Saturday, December 29, 2007

Delta Water

Deliveries shrink and the peripheral canal resumes center stage.

Delta water exports halved
It was the first cut rising from a court ruling to protect threatened smelt.
By Matt Weiser - mweiser@sacbee.com
Published 12:00 am PST Saturday, December 29, 2007


Water exports from the Sacramento-San Joaquin Delta were slashed in half Friday to protect a threatened fish, marking the first action sparked by a federal court order earlier this month.
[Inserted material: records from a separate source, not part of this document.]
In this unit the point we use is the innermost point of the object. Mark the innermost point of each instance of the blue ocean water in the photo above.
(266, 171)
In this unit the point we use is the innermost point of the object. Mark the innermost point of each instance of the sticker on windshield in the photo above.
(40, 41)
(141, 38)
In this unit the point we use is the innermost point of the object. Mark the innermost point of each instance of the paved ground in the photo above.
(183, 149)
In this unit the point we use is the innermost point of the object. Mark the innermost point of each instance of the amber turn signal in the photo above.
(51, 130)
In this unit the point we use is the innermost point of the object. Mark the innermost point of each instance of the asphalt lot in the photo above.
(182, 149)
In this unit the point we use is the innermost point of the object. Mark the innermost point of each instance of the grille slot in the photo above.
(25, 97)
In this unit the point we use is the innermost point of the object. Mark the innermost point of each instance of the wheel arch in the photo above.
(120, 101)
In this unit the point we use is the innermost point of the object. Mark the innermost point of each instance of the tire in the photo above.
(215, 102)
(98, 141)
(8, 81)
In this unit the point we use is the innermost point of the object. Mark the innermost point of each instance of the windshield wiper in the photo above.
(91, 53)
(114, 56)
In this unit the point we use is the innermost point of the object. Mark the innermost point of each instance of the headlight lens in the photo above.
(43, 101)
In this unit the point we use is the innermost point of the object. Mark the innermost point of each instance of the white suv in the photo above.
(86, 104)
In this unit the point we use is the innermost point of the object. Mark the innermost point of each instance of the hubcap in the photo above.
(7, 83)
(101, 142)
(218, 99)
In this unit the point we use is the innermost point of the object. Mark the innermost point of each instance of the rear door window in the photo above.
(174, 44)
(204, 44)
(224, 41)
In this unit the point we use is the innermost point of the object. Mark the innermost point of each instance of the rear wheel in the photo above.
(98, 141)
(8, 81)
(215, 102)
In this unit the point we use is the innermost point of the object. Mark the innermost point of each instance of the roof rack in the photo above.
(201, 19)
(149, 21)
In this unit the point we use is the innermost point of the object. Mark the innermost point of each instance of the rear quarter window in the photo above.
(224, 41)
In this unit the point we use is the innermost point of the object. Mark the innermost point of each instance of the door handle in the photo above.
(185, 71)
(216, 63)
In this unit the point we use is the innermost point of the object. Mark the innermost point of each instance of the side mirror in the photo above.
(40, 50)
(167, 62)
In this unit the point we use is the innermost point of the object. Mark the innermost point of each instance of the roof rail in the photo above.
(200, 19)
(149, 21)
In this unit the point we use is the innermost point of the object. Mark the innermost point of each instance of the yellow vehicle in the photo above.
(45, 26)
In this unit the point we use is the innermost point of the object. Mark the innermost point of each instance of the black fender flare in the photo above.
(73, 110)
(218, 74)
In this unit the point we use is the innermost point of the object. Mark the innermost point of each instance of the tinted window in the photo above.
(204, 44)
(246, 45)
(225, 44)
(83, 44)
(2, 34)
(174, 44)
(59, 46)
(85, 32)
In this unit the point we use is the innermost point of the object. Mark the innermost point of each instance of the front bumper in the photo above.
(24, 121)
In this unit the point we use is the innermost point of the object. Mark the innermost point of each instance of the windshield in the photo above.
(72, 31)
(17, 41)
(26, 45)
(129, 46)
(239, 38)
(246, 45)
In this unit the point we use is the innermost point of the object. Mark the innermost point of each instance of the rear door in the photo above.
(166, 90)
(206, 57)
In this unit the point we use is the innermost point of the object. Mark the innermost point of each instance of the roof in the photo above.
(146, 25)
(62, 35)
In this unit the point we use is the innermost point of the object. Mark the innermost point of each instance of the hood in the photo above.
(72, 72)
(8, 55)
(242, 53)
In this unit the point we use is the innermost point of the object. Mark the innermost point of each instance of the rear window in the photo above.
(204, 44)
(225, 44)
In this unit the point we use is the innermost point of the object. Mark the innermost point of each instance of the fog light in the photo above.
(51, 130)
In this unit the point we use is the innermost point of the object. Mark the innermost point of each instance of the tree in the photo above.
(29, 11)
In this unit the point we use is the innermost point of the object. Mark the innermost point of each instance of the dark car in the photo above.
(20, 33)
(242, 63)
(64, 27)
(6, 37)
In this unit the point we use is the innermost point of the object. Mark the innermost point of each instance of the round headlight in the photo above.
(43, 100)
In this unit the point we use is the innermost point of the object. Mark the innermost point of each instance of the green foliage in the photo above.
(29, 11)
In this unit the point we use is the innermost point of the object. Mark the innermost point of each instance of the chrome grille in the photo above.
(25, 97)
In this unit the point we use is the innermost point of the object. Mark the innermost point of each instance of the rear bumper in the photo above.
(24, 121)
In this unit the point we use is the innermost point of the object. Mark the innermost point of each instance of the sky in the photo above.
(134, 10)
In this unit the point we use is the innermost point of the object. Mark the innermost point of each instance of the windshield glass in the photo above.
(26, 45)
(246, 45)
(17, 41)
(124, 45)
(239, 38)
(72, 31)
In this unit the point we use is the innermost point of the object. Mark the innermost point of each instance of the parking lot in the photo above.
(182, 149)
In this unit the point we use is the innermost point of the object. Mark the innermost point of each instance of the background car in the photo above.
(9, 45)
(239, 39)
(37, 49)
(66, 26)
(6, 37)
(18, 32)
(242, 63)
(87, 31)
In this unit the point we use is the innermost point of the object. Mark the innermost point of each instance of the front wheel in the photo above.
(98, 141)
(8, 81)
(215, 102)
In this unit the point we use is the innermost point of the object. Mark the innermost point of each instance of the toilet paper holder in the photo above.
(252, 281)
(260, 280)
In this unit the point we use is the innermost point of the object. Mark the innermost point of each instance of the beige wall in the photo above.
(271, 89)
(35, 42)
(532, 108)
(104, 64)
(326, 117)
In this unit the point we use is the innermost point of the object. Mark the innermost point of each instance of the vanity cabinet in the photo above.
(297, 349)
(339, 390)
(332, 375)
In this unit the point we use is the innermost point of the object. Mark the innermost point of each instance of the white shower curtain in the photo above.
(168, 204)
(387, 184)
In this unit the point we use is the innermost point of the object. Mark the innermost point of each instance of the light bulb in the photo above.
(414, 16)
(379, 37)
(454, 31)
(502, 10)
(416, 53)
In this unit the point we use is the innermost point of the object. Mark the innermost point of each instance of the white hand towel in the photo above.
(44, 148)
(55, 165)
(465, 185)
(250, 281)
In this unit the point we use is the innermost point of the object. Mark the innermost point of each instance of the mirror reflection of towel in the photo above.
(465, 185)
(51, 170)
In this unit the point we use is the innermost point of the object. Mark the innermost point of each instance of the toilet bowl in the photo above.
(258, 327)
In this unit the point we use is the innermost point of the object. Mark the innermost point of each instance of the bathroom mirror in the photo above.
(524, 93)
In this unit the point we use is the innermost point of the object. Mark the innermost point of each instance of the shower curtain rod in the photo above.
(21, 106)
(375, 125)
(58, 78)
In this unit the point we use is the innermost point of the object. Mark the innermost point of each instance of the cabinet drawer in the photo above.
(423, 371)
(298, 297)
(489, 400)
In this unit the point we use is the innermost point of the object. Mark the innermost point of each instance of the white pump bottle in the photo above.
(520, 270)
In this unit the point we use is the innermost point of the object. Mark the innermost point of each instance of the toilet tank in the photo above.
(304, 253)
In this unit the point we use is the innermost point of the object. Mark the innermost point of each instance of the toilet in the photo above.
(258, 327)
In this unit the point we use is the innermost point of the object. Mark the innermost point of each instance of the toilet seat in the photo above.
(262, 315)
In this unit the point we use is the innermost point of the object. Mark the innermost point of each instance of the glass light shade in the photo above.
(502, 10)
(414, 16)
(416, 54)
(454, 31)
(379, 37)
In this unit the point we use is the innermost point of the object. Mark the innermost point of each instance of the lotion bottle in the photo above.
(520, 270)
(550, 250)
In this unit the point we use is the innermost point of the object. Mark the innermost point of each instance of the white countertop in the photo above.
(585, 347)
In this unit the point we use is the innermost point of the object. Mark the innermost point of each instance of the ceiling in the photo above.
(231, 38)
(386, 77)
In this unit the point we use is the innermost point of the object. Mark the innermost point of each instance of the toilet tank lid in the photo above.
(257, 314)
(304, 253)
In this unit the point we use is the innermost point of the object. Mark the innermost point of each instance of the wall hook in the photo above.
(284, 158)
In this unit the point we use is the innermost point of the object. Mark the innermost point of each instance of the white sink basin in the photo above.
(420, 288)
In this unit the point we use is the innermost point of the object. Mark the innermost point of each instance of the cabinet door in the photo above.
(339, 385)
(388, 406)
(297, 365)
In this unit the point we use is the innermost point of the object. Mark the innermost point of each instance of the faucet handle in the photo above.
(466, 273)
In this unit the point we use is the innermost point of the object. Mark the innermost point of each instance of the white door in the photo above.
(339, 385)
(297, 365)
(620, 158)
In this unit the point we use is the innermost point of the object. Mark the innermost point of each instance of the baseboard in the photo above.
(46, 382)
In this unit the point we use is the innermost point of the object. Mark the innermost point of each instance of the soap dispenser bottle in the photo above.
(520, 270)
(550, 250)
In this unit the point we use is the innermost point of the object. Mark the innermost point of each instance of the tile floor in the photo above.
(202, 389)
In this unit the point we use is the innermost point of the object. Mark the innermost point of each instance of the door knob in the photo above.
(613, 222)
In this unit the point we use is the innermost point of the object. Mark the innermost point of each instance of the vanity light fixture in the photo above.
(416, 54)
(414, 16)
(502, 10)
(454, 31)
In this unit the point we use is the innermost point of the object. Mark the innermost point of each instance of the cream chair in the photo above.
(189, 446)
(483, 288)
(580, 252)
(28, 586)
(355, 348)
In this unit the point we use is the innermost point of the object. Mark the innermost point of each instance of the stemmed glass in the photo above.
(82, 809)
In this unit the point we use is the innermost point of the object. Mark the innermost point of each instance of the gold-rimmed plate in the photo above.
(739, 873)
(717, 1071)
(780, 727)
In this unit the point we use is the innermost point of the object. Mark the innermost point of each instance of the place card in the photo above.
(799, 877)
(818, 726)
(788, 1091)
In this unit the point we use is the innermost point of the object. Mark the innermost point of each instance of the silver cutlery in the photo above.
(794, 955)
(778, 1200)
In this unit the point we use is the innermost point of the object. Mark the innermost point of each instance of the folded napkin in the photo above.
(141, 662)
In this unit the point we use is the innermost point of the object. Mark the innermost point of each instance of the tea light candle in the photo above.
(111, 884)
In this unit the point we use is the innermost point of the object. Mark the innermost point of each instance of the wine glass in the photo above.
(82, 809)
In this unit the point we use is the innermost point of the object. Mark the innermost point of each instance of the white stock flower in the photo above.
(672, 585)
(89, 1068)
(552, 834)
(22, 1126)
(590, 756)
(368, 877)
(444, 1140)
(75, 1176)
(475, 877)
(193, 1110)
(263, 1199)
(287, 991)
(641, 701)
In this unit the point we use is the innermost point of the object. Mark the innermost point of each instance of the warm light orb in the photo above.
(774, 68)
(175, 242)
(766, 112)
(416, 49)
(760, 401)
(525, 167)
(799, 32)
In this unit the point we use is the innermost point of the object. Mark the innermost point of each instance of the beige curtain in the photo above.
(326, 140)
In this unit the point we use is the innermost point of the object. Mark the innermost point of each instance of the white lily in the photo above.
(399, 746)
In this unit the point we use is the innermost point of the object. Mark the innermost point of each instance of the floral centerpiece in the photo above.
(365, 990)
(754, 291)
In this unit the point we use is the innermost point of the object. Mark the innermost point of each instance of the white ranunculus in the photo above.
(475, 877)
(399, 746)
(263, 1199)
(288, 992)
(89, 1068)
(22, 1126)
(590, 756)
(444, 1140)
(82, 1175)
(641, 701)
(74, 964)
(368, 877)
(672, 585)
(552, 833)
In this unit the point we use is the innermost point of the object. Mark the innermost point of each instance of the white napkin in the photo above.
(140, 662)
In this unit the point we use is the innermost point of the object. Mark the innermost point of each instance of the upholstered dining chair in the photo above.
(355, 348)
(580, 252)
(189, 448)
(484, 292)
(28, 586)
The Dec. 14 ruling by U.S. District Judge Oliver Wanger in Fresno requires state and federal water agencies to reduce their draw from the estuary under certain conditions to protect the Delta smelt. The agencies operate separate canal systems, which serve 25 million Californians and more than 2 million acres of farms from the Bay Area to San Diego.

But those water exports have contributed to a steep decline in the population of the smelt, a fragile fingerling protected by the Endangered Species Act. The fish are not strong enough to resist the pull of the pumps, which reverse natural water flows in the Delta.

Wanger's ruling requires pumping reductions under certain conditions that affect the smelt. One of those triggers was tripped on Christmas Day when water clarity declined at a South Delta monitoring site.